Among the trends highlighted in this new edition, the place of the black woman’s body in society is a subject that has been widely explored, notably by Buhlebezwe Siwani (South Africa), Emmanuelle Andrianjafy (Madagascar) and the Italian-Senegalese artist Adji Dieye, who takes the advertising codes of a stock cube very popular in Africa to demonstrate how they perpetuate stereotypes about the way African women are supposed to be and act.

A market that is also changing…

While the photography market accounts for less than 2% of total global auction turnover on Fine Art, the share is growing in Europe’s capitals. The lines are also moving within the Contemporary African art market, with a growing number of African buyers (South Africans, Moroccans, Nigerians), an increasingly well-informed population of Western buyers and the proliferation of dedicated fairs such as AKAA in Paris, 1-54 in London, New York and Marrakesh, MarraArt X in Lagos, Nigeria, the Rabat Contemporary Art Biennale, and, last but not least, the Venice Biennale, which is giving more and more space to African countries.

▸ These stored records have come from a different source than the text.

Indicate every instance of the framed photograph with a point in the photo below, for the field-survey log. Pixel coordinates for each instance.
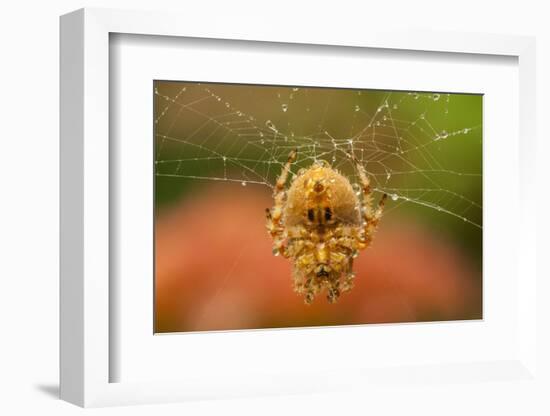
(278, 213)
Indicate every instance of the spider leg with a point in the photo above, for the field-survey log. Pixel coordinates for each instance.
(371, 216)
(273, 216)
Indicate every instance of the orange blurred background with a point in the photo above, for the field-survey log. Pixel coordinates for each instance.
(215, 271)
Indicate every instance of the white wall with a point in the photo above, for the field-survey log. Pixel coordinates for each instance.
(29, 207)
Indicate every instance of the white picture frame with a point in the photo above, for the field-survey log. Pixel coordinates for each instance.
(85, 211)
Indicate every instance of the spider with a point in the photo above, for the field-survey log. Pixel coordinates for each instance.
(321, 224)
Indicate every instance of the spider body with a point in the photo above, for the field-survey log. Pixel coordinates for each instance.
(321, 224)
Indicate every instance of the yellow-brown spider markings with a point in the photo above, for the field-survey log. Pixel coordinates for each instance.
(321, 225)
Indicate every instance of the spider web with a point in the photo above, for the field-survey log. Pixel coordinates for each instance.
(422, 149)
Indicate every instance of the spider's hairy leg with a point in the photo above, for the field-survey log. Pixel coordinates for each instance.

The auction results show an upward trend for major African photography signatures with new records obtained in December 2018 for Seidou Keita (Sans titre (l’Odalisque), $73,000), last February for Malick Sidibé (Exuberant photographs highlighting graphic elements of West African culture, $87,500), in April for JD Okhai Ojeikere (Modern Suku, Hairstyles Series, close to $15,000). These records were hammered in Paris, New York and London respectively. Clearly international buyers are now interested.